2.  Response. The Operator will have the time specified by the Director in the notice to respond to the Notice of Violation, unless an extension is requested in writing and granted by the Director. The Response mustaddress each violation, including the cause of the violation and any corrective actions taken, and identify
any other relevant facts.

3.  Assessment of Fine

a. Based on the Operator’s response, if any is provided, and any other competent evidence, the Director
will determine if a violation has occurred and, if so, the appropriate penalty to assess.
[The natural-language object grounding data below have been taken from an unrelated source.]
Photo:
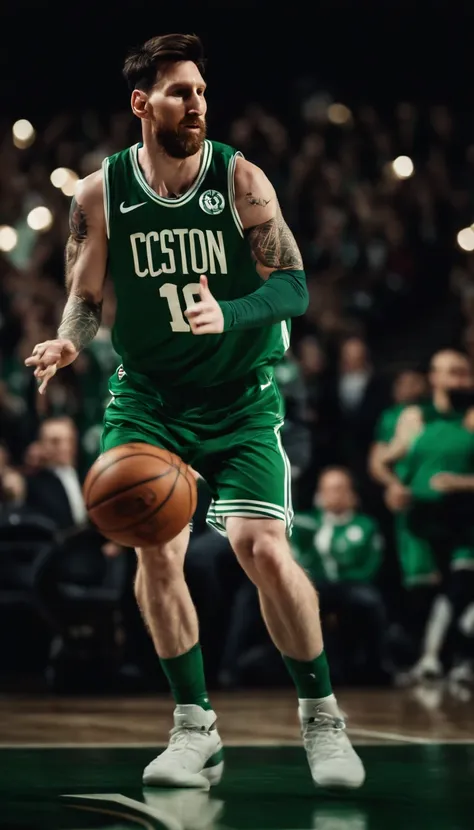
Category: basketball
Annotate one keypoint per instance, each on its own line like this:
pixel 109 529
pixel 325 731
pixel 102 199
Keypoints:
pixel 138 495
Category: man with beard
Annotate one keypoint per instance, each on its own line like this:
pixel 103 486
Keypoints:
pixel 207 275
pixel 428 470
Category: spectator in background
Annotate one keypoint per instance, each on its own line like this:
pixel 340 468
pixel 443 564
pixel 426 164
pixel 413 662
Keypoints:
pixel 361 398
pixel 341 549
pixel 12 483
pixel 55 490
pixel 433 490
pixel 409 387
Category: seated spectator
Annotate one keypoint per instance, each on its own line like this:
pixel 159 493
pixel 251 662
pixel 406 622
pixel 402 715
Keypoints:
pixel 341 550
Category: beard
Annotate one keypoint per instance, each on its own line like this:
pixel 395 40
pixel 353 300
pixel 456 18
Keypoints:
pixel 181 143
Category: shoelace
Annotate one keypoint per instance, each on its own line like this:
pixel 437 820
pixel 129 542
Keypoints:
pixel 328 730
pixel 181 736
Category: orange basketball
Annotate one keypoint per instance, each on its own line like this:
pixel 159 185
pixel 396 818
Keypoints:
pixel 138 495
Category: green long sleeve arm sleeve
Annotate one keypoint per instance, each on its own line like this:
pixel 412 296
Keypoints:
pixel 282 296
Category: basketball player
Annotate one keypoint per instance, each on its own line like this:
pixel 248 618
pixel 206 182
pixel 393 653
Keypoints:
pixel 207 274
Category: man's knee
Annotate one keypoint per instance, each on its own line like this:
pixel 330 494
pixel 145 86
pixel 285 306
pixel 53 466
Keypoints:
pixel 260 545
pixel 161 563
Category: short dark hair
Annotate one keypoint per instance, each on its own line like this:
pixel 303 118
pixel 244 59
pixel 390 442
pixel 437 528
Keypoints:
pixel 143 63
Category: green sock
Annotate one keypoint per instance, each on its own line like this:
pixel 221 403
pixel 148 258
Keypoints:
pixel 311 677
pixel 186 677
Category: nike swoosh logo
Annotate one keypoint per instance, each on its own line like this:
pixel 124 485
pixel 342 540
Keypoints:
pixel 124 209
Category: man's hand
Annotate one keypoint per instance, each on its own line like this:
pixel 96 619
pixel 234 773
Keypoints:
pixel 206 316
pixel 50 356
pixel 397 496
pixel 450 483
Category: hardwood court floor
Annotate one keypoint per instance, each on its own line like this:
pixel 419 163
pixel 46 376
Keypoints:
pixel 77 763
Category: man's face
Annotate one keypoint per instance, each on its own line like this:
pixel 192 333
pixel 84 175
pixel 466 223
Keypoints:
pixel 450 371
pixel 176 109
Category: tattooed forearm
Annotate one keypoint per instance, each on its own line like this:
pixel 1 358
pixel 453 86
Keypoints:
pixel 274 245
pixel 77 236
pixel 81 320
pixel 256 200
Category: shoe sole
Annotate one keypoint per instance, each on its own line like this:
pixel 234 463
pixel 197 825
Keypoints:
pixel 214 773
pixel 209 776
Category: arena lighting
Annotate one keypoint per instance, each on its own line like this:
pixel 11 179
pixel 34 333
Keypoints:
pixel 403 167
pixel 23 134
pixel 8 238
pixel 339 114
pixel 465 239
pixel 69 186
pixel 40 218
pixel 64 179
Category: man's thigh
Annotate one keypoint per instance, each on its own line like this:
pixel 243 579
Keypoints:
pixel 249 476
pixel 416 555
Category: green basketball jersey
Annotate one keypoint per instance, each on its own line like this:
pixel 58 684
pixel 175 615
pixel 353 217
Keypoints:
pixel 158 248
pixel 444 446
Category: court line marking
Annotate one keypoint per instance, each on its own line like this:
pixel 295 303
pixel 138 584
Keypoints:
pixel 388 736
pixel 391 737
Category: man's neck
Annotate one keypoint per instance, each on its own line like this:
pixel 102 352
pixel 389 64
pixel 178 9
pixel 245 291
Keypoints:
pixel 168 177
pixel 441 401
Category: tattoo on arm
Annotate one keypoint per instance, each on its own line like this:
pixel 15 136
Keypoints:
pixel 255 200
pixel 274 245
pixel 77 236
pixel 81 321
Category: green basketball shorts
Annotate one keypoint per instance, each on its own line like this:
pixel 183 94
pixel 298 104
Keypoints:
pixel 230 434
pixel 425 555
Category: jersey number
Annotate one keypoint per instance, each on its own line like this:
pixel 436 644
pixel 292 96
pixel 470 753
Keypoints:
pixel 171 294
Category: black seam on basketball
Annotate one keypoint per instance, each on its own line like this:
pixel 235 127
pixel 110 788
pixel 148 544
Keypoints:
pixel 149 515
pixel 125 489
pixel 130 455
pixel 190 490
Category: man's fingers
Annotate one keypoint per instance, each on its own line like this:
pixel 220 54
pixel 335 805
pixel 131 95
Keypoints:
pixel 47 375
pixel 48 357
pixel 197 309
pixel 207 328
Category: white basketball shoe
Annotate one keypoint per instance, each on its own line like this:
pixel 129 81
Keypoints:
pixel 332 760
pixel 194 756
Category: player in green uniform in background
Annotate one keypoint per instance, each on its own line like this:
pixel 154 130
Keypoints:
pixel 433 457
pixel 207 275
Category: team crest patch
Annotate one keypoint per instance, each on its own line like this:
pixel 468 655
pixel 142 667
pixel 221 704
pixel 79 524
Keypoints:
pixel 211 201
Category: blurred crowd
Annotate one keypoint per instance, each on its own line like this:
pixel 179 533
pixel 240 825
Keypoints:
pixel 373 414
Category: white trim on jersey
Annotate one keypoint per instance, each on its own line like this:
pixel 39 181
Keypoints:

Any fine
imposed after consideration of the response will be measured with respect to the first date of
discovery of the violation or the date the violation first occurred and continues until the violation has
been remedied to the satisfaction of the Director.
b. If the Operator disputes the Director’s determination that a violation occurred or the amount of any
fine assessed, an appeal as specified in Section 12-1500(D) must be made within 14 days of the
determination. Any requirement to remedy the violation will not be stayed during the appeal period.

C. Penalty Calculation. The Director has discretion to assess a civil penalty between $300 and $15,000 per
violation per day, depending on the nature and severity of the violation, statutory authority, and application
of the additional factors listed in subsection (b) below.
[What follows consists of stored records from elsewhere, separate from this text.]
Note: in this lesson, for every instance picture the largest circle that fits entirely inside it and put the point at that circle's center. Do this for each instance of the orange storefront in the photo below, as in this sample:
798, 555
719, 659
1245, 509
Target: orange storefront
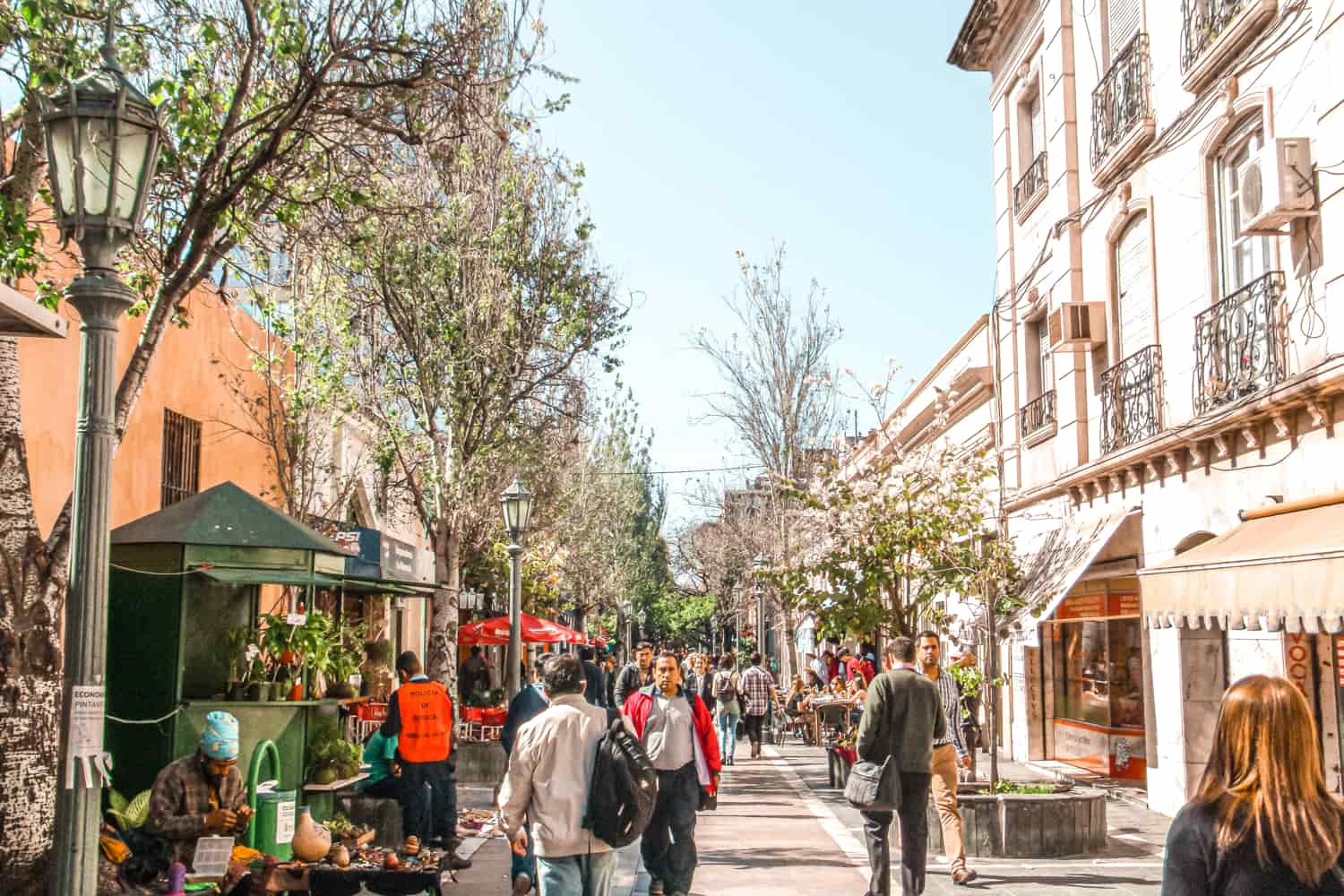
1093, 657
1. To evaluate the severity of the violation, the Director will consider the following:

a. Degree of threatened or actual impact to public health, safety, welfare, the environment or wildlife;
b. Existence, size, and proximity of potentially impacted livestock, wildlife, fish, soil, crops, water, and all
other environmental resources;
c. Degree of threatened or actual damage to agricultural lands, public lands, private property,
freshwater sources, public drinking water, natural resources, environmental features, or wildlife;
d. The size of the leak, release, or spill;
e. The violation resulted in a significant waste of oil and gas resources;
f. Toxicity of leak or spill;
g. Violation led to death or serious injury; and
h. Duration of the violation.

2. In addition to considering the severity of the violation, the Director will consider the following:

a. Whether the same or similar violations have occurred at the location;
b. Whether other violations have occurred at the location in the previous 12 months;
c. The Operator’s history of violations of any applicable rules, of similar or different types, at the
location or others;
d. The timeliness and adequacy of the Operator’s corrective actions;
e. The degree the violation was outside of the violator’s reasonable control and responsibility;
f. Whether the violator acted with gross negligence, or knowing and willful misconduct;
g. Whether the violator self-reported; and
h. Whether violator was cooperative with all agencies involved in working to mitigate the impacts of the violation.